On May 13, U.S. based EVelution Energy LLC signed a memorandum of understanding in Madrid with DRC state owned Entreprise Générale du Cobalt, EGC, and commodity trader Trafigura to secure long term supplies of Congolese cobalt hydroxide for a planned refinery in Arizona.
Under the agreement, cobalt sourced from artisanal, hand dug mining operations in the Democratic Republic of Congo would be shipped to the United States for refining into battery grade products intended for electric vehicles, aerospace systems, and defense applications.
The memorandum explicitly references the U.S.-DRC strategic minerals partnership but makes no mention of Rwanda, a notable omission given the framework established under the Washington Accords earlier this year.
The Accords were designed to tie regional peace efforts to economic integration by requiring critical mineral supply chains to include local processing and value addition inside both the DRC and Rwanda.
The arrangement was promoted as a “peace for prosperity” model intended to create jobs, industrial capacity, and shared economic gains for communities across the region rather than continuing the long standing pattern of exporting unprocessed African minerals abroad.
Critics contend the new cobalt agreement moves in the opposite direction.
By routing unprocessed artisanal cobalt directly to Arizona for refining, the deal effectively bypasses the local processing provisions viewed as central to the Accords’ legitimacy. Analysts warn that such carve outs risk weakening confidence in the fragile regional framework before implementation has fully begun.
“This agreement flies in the face of the Accords’ promise of local value addition and shared prosperity,” said one observer familiar with negotiations surrounding the deal. “It exports raw artisanal cobalt for U.S. benefit while sidelining the regional integration and job creation goals that made the Washington framework possible.”
The controversy also touches a broader continental debate over Africa’s role in global mineral supply chains.
The African Union and several African governments have increasingly pushed policies aimed at ending the export of raw critical minerals in favor of building domestic refining and manufacturing industries capable of retaining more value, employment, and technological development on the continent.
Observers say the Arizona bound cobalt arrangement appears inconsistent with those objectives, particularly because artisanal mining communities, often among the poorest participants in the supply chain, stand to gain little from overseas refining operations.

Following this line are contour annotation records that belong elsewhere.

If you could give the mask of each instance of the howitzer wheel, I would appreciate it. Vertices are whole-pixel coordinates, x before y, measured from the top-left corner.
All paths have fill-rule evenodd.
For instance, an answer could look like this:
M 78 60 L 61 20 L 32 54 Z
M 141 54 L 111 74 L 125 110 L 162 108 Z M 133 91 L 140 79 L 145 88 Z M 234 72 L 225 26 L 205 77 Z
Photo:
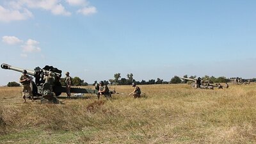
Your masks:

Supporters of the Washington Accords had argued that integrating mineral processing across the DRC and Rwanda could help reduce regional tensions by creating mutual economic dependence and tangible peace dividends.
But critics now fear that allowing major exports of unprocessed cobalt outside the region could erode trust between stakeholders and weaken political support for the framework.
With implementation of the Accords still at an early stage, attention is increasingly turning to Washington’s willingness to enforce the agreement’s local processing commitments.
Analysts say future exemptions or parallel agreements that prioritize foreign refining over regional industrialization could determine whether the broader peace and development bargain survives.